Why is FSM important in digital circuit design?
FSMs are fundamental building blocks in digital design. They are important because:
- Structured Approach: FSMs provide a disciplined, methodical way to design control logic. Complex behavior is broken into a finite set of clearly defined states.
- Predictable Timing: Being synchronous (clocked), FSMs behave deterministically and meet timing constraints reliably on FPGAs and ASICs.
- Synthesis-Friendly: FSMs described in Verilog are well-understood by synthesis tools (such as Quartus Prime), which can automatically optimize state encoding and logic.
- Debugging Ease: The state variable provides a direct window into the machine's behavior, making simulation and hardware debugging straightforward.
- Scalability: Complex systems can be built by interconnecting multiple FSMs (Hierarchical FSMs), keeping each module manageable.
- Universality: Every digital controller—from a simple LED blinker to a full USB protocol stack—can be modeled as an FSM.
💡Key Takeaway
If your circuit needs to remember what happened before and make decisions based on that history, you need an FSM.
When to Use an FSM
Deploy an FSM whenever a system requires:
- Sequence execution (e.g., initialization sequences and communication protocols such as I2C and SPI).
- State-dependent outputs (e.g., traffic light controllers, vending machines).
- Control path logic to coordinate datapaths.
State Diagrams
A state diagram (also called a state transition diagram) is a visual representation of an FSM. It uses state nodes and transition arrows. Each transition is labeled with a condition. In Moore FSMs, outputs are typically labeled on the inside of states. In Mealy FSMs, outputs are often labeled on transitions as condition/output.
State Diagram Components
| Symbol | Represents | Description |
|---|---|---|
 (Circle) |
State | Each circle represents one state. The state name is written inside. |
 |
Initial State | An arrow pointing into the circle indicates the reset/initial state. |
 (Arrow) |
Transition | Directed arrow from one state to another, labeled with condition(s). |
| Label on arrow | Condition/Output | Moore: input only. Mealy: input/output. |
 (Self-loop arrow) |
Self Transition | The FSM stays in the same state under this condition. |
State Transition Table
A State Transition Table is a tabular representation of an FSM. It explicitly lists every combination of current state and input, and specifies the next state (and output) for each combination.
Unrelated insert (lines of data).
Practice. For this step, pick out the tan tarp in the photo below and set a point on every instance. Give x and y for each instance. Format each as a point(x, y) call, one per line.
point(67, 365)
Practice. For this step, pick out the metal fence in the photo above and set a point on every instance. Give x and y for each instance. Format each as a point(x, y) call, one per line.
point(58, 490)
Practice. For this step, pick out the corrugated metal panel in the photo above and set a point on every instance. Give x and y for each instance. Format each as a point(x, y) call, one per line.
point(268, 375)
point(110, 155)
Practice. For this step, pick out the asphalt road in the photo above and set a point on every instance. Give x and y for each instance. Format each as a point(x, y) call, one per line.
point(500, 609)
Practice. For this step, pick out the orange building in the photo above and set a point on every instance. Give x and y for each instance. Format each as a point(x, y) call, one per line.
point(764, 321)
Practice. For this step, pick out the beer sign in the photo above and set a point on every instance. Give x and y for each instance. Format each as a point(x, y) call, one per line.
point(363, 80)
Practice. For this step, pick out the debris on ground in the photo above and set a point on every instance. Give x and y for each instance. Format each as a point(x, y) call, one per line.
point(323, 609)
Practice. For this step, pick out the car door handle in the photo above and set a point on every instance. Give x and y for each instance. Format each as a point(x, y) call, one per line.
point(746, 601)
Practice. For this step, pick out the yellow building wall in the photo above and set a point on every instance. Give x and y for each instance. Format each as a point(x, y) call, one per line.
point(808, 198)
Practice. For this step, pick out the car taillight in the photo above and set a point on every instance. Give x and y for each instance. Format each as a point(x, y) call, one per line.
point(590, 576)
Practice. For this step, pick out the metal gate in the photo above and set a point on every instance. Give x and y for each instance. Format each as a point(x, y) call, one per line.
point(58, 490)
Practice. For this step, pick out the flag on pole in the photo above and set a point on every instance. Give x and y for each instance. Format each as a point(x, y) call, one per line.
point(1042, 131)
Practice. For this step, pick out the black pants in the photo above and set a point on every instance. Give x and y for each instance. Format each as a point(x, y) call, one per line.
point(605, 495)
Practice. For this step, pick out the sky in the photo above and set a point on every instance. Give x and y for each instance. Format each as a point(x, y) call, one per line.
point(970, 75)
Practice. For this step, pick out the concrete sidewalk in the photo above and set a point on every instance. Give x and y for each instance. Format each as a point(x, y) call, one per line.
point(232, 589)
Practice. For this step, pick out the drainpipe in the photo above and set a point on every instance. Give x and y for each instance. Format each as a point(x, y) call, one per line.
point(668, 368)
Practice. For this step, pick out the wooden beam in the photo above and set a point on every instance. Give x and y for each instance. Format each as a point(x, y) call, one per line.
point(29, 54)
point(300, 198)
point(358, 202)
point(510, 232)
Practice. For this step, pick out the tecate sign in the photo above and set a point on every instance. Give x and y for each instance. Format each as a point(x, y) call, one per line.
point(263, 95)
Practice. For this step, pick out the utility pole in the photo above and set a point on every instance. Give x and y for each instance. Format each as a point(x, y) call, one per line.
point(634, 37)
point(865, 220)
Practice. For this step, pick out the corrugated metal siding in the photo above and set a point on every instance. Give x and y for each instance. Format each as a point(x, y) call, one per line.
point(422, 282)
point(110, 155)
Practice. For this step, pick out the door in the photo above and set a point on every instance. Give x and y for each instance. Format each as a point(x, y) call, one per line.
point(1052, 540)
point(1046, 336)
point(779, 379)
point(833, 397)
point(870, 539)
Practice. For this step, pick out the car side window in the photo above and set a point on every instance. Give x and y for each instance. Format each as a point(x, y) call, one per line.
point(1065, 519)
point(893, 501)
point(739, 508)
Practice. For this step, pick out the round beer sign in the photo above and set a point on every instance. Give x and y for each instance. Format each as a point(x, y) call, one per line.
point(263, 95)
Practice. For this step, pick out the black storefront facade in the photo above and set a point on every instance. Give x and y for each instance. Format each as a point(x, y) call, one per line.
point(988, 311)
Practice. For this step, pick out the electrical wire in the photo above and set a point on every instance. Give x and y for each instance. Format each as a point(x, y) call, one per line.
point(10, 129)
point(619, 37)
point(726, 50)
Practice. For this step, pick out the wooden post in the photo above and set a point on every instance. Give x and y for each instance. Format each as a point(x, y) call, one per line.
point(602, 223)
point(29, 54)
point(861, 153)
Is the State Transition Table useful in Verilog? — Yes, absolutely!
While a state diagram gives a visual overview, the state transition table provides the precise logic needed to write Verilog case statements. Every row in the table maps directly to a case / if condition in the next-state always block.
- Enumerate every state/condition combination to avoid missing corner cases.
- Map cleanly into case(curState) for next-state logic.
- Build self-check testbenches (the table becomes your golden reference).
✅ Practical Rule
Build the state transition table BEFORE writing Verilog. It prevents logic errors and ensures complete coverage of all state/input combinations. Synthesis tools use this same logic internally.
Moore State Diagram
In a Moore machine, outputs are associated with STATES (written inside or below the circle). Transition labels show only the input condition.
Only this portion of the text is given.